Fusing a retro silhouette with fresh colors, luxurious materials, and a bevy of special details, the BAIT x
Can you introduce yourself and what you do?
My name is Eric Cheng, CEO and one of the founders of BAIT. I am involved in all facets of the business including brand production, retail operations/expansions and working with the creative team on all our projects.
What’s the story behind this collaboration?
We have had the privilege of working with ASICS a year ago on the “Rings Pack” and were given the opportunity this year for more projects. This will be the first model to kick off our series. We worked very closely with ASICS and appreciate all the support and hard work they’ve given us. We are very excited about what is to come in the future.
How would you describe BAIT’s approach to footwear design?
It’s a pretty open process and there isn’t just one way for us to design. We like to keep a broad approach and stay open to possibilities in the beginning, and then funnel it down to what’s really appropriate for the model. We may want to create something obvious that hasn’t been executed, or we might want to try something completely new and out there. For the Gel Saga, we thought a color-up would be appropriate because of all the panels we are able to play with, and the model hasn’t been saturated with the pantone booklet. The goal was to put together a unique design and color combination specifically for the Gel Saga. We wanted to maximize its paneling, from the medial to the lateral, from the midsole to the tongue, and apply premium materials to it.
We understand that we’re one of the lucky few that get to work on footwear projects.
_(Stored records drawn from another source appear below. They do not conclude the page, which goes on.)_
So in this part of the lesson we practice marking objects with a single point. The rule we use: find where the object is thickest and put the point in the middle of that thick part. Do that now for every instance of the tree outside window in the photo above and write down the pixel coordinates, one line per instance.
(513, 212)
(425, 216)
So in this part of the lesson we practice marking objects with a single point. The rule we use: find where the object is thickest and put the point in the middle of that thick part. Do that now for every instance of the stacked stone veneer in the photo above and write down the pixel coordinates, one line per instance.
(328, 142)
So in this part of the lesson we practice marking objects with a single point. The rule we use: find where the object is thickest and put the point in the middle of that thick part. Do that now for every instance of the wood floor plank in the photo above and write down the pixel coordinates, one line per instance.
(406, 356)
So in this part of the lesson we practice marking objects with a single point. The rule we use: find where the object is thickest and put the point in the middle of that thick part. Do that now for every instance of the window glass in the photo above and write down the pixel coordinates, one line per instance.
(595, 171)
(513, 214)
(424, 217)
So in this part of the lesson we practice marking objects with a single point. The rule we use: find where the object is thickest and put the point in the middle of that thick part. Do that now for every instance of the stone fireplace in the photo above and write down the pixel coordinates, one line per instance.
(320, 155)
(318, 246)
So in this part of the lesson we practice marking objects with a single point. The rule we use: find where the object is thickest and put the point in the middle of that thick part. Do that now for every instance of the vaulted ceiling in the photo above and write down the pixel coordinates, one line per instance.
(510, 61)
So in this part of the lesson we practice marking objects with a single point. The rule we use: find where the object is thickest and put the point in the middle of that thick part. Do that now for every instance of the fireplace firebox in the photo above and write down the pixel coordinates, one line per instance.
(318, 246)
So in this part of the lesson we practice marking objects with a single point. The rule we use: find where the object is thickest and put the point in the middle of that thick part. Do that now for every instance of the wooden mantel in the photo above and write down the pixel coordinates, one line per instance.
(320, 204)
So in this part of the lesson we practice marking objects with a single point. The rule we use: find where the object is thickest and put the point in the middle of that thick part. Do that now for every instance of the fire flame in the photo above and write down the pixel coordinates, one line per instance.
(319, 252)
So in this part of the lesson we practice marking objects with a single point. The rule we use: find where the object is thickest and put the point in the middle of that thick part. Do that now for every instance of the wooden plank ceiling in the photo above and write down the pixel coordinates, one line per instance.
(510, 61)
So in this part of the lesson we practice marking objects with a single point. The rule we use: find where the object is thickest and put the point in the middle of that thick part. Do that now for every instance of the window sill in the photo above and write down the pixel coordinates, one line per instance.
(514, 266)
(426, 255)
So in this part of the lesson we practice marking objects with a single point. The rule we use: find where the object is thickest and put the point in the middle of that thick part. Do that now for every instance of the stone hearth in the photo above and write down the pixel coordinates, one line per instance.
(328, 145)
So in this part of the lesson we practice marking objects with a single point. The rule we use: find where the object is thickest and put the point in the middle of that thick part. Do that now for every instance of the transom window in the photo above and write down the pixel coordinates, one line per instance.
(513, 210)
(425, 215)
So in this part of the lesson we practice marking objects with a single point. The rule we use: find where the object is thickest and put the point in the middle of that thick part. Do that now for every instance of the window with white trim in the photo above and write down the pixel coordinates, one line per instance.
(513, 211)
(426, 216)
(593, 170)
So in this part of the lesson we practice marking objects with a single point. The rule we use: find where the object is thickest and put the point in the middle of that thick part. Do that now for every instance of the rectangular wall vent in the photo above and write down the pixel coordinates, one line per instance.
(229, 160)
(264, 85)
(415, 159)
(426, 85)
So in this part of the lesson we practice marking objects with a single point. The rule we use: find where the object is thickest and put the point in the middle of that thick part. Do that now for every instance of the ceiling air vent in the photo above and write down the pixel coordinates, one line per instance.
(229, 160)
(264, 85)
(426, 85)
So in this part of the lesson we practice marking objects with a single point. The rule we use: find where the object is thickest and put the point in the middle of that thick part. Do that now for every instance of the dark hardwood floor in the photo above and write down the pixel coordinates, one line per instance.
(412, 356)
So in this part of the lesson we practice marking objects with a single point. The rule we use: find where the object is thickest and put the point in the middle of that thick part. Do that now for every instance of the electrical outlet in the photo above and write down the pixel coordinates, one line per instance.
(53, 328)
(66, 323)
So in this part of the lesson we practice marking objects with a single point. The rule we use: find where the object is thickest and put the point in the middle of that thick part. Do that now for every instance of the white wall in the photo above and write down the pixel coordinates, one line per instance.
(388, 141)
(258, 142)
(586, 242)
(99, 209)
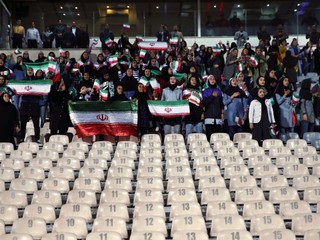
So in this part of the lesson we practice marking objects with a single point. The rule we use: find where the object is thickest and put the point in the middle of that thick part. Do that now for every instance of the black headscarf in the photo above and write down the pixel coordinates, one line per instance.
(305, 92)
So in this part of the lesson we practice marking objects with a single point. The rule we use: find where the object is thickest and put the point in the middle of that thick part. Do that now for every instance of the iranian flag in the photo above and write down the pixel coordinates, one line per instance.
(156, 46)
(174, 40)
(118, 118)
(30, 87)
(109, 42)
(169, 109)
(142, 53)
(113, 60)
(176, 66)
(47, 66)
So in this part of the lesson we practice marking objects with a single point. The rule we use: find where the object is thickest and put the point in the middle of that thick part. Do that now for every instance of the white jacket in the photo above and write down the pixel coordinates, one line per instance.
(255, 111)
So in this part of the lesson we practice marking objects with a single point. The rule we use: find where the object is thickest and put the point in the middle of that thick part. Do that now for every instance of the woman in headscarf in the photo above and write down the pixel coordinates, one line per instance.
(237, 106)
(283, 97)
(214, 108)
(261, 118)
(306, 108)
(9, 123)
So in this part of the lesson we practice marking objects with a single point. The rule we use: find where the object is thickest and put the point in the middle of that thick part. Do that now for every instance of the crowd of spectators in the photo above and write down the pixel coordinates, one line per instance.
(252, 90)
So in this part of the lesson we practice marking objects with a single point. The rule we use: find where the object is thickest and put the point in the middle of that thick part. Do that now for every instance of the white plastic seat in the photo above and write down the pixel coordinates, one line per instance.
(56, 146)
(36, 227)
(127, 145)
(145, 209)
(278, 195)
(295, 170)
(265, 170)
(189, 223)
(239, 182)
(8, 213)
(87, 184)
(52, 154)
(108, 210)
(273, 181)
(283, 161)
(75, 225)
(181, 195)
(120, 171)
(222, 223)
(7, 174)
(104, 235)
(147, 235)
(44, 211)
(93, 162)
(52, 198)
(149, 224)
(236, 170)
(100, 153)
(218, 136)
(289, 209)
(260, 223)
(92, 172)
(82, 196)
(258, 160)
(27, 185)
(220, 208)
(211, 182)
(79, 146)
(249, 194)
(57, 184)
(312, 195)
(31, 146)
(215, 194)
(6, 147)
(62, 172)
(76, 210)
(59, 139)
(230, 235)
(307, 181)
(271, 234)
(254, 208)
(268, 143)
(115, 196)
(242, 136)
(188, 208)
(113, 224)
(105, 145)
(44, 163)
(55, 236)
(302, 223)
(118, 183)
(15, 164)
(148, 195)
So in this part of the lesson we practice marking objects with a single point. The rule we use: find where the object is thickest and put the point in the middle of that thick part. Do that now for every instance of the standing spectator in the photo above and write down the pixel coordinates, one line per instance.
(82, 38)
(18, 34)
(9, 123)
(261, 117)
(172, 93)
(280, 35)
(59, 29)
(214, 109)
(264, 35)
(163, 34)
(286, 115)
(47, 38)
(241, 37)
(306, 108)
(236, 105)
(105, 35)
(313, 35)
(32, 36)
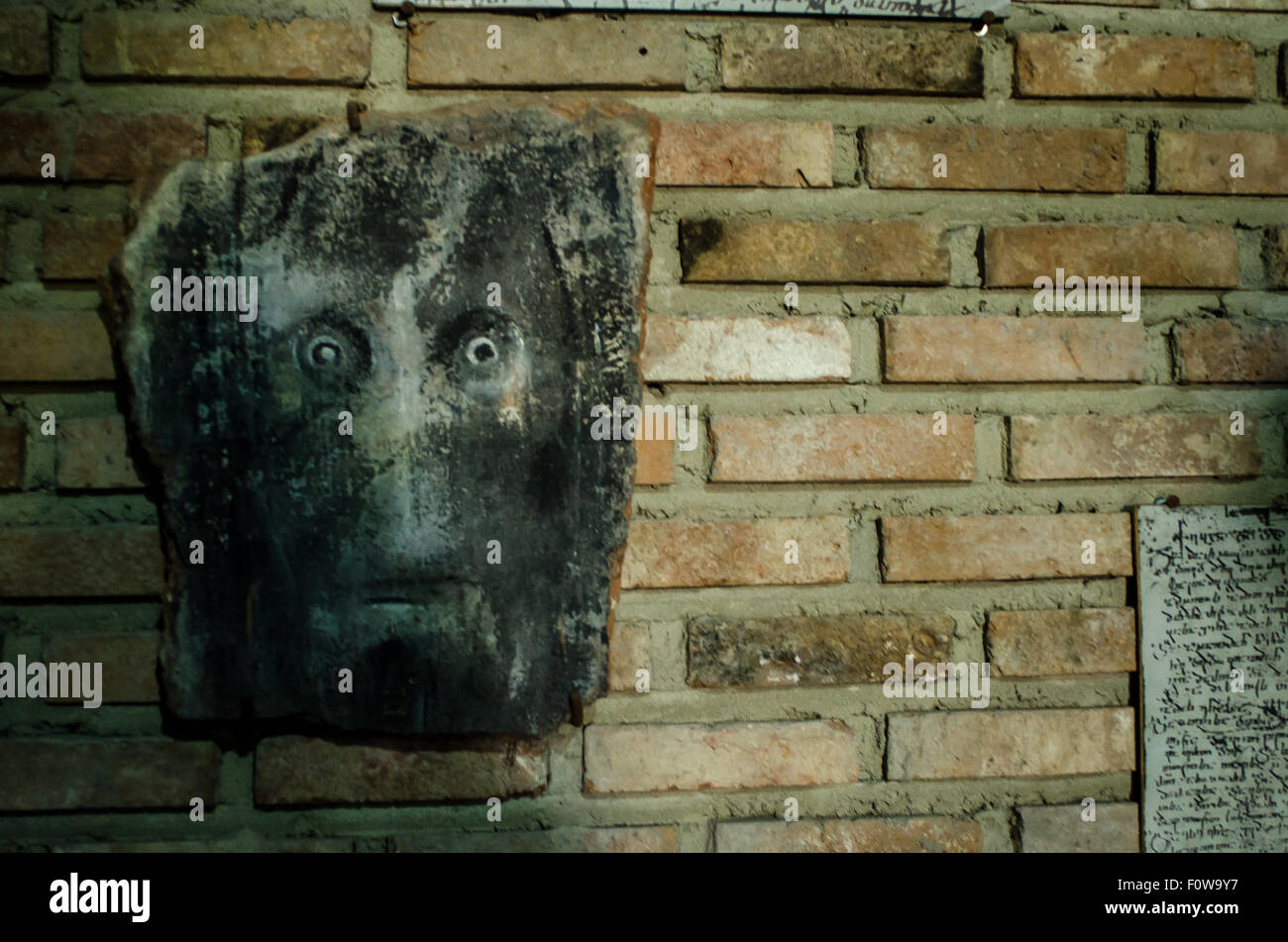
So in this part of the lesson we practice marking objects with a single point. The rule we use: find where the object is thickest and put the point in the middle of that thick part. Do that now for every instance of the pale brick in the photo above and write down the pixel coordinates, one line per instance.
(296, 770)
(54, 347)
(1159, 254)
(13, 447)
(746, 351)
(558, 841)
(97, 562)
(91, 453)
(780, 251)
(129, 662)
(1061, 641)
(24, 43)
(78, 248)
(639, 52)
(810, 650)
(1030, 349)
(861, 835)
(737, 756)
(745, 154)
(155, 46)
(842, 448)
(1160, 446)
(1060, 829)
(653, 461)
(1031, 546)
(1056, 65)
(1005, 744)
(40, 775)
(853, 58)
(1225, 352)
(670, 554)
(627, 652)
(1093, 159)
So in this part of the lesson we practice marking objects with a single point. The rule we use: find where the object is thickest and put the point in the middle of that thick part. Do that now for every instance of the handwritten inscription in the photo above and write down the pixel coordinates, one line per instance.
(1214, 603)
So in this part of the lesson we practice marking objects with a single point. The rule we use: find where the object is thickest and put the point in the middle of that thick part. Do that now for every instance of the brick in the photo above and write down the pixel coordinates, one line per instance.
(774, 250)
(78, 248)
(1021, 744)
(54, 347)
(1199, 162)
(861, 835)
(1093, 159)
(653, 461)
(155, 46)
(735, 756)
(91, 453)
(1060, 829)
(38, 563)
(1159, 254)
(13, 448)
(1231, 352)
(128, 147)
(627, 652)
(562, 52)
(1030, 546)
(1029, 349)
(558, 841)
(855, 58)
(40, 775)
(814, 349)
(25, 139)
(671, 554)
(129, 662)
(810, 650)
(842, 448)
(1070, 447)
(1056, 65)
(24, 43)
(1061, 641)
(297, 770)
(745, 154)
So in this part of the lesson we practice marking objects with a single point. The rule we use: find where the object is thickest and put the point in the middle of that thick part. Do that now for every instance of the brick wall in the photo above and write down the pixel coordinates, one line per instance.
(818, 166)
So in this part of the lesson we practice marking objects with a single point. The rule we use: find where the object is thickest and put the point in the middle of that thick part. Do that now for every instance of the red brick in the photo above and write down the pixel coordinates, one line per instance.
(54, 347)
(1056, 65)
(1005, 744)
(670, 554)
(851, 58)
(129, 662)
(296, 770)
(1031, 546)
(97, 562)
(91, 453)
(1029, 349)
(1159, 446)
(780, 251)
(745, 154)
(1061, 641)
(40, 775)
(735, 756)
(1093, 159)
(25, 43)
(155, 46)
(746, 351)
(639, 52)
(13, 447)
(1225, 352)
(842, 448)
(862, 835)
(1159, 254)
(78, 248)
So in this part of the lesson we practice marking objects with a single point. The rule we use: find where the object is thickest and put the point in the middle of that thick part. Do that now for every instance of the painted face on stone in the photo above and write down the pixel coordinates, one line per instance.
(460, 304)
So it’s also important that we return the trust from our brand partners by designing footwear that appeals to the market, yet at the same time can justify the “collaboration” opportunity.
Why did you guys settle on the “Phantom Lagoons” concept?
We’ll be honest with this story… We didn’t really want to draw inspiration from any existing places, persons, or things and then put it on a shoe. This time, we wanted to draw inspiration purely through the creative thought process of experimentation. So we created a fictional/mystical place that only exists in the mind to accredit that source of inspiration. The “Phantom Lagoon” was supposed to be that place that didn’t exist in the real world. We saw it kind of as the Bermuda Triangle of the brain, but a place where ideas lurk rather than disappear, and the shoe is our applied manifestation to it. It fit the design. We loved how it worked with the color combinations and how the blocking of the same palette of colors can double take the design into a completely different look.
But… with all that said, there’s actually a place in Canterbury, New Zealand called the Phantom Lagoon. We love the idea and the name so much we didn’t want to change it. But, in any case, we just want everyone to enjoy the shoe.
What are your thoughts on the current trends in footwear design?
On the mass market level, the retro trend is strong and isn’t going away anytime soon. On the collaboration level, everyone has a different approach and it’s been fun checking out all the ideas and designs introduced to the market.